The Coronavirus pandemic is reminding the Asian American community that their belonging is conditional. One moment we were Americans, the next we were contagious foreigners. Asian Americans have tirelessly persisted through oppression for years in the forms of alienization, otherization, discrimination, and racism, yet our struggle is overlooked and not acknowledged. Damaging stereotypes such as the model minority myth have caused Asian American struggles to be invalidated and unnoticed. Chinese Americans have historically struggled for their place in society ever since the Chinese Exclusion Act which was written to prevent Chinese Americans from succeeding. The anti-Chinese hate sentiment has since then continued to grow and is still reflected in modern day society. Because Asians are socially viewed as a “fake” minority, due to the model minority myth, the racism the community is currently facing is downplayed and not taken seriously. Growing up as a mixed Chinese and White individual, I have been able to see both sides of the community. The Chinese in my blood will always be seen as impurifying my Whiteness and our society has stripped me of having a mixed identity. As a mixed White and Chinese American, I have seen how ignorantly embedded Asian American hate is in our society and its values.

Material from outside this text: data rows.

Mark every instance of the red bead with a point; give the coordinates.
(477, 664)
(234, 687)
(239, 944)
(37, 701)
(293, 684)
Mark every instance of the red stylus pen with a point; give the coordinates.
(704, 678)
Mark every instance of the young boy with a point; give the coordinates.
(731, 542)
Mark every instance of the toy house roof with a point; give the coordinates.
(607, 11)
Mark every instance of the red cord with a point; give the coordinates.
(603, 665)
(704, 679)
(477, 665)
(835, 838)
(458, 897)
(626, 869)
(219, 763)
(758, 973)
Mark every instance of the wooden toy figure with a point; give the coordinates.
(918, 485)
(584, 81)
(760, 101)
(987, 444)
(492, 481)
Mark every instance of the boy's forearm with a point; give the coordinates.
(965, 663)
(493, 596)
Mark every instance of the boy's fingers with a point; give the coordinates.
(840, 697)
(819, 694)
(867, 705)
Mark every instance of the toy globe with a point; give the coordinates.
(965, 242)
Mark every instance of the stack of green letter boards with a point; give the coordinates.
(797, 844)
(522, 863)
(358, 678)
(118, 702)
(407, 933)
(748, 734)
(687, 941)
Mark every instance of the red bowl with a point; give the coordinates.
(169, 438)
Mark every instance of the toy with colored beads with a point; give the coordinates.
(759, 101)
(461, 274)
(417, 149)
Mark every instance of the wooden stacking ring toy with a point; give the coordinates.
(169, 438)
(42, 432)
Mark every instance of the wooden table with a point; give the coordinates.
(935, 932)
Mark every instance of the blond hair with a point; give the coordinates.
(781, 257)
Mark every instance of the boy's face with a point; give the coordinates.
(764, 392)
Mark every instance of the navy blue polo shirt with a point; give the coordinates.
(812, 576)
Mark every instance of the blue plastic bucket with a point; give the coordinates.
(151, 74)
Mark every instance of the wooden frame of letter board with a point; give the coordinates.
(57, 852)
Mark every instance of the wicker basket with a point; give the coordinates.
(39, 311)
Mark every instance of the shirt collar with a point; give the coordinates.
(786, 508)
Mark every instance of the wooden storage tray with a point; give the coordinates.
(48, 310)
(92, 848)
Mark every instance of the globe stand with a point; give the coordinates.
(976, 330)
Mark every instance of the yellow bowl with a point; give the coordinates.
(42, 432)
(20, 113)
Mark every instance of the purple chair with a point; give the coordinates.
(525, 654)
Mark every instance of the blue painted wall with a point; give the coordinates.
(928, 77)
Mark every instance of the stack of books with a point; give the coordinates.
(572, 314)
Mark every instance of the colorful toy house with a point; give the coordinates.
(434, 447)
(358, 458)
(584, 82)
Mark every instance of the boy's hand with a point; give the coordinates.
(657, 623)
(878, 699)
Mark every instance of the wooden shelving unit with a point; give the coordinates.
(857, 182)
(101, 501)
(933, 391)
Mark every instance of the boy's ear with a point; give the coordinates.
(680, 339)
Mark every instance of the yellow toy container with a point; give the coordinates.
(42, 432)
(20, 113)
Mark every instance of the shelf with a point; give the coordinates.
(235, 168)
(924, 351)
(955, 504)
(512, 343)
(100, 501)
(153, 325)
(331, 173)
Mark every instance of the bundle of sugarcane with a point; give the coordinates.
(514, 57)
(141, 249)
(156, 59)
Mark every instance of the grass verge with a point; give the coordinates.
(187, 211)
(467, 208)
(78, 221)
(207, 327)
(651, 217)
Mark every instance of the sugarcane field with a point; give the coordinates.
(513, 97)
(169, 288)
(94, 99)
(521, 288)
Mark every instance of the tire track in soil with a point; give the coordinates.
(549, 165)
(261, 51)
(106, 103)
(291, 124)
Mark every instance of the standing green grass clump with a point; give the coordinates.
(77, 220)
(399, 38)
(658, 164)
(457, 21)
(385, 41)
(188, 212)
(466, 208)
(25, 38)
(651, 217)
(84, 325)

Many young Chinese-Americans experience similar childhoods as I did. Awareness about Chinese-American racism is rarely taught in school and this is harmful towards the development of future generations. I wanted to write a poem that would reflect the feelings I could not put into words as a young child who was confused with and ashamed of her identity. As Chinese American oppression continues to be erased, and racism continues to spread, I have a responsibility to my community to use my voice and express the struggles the community faces.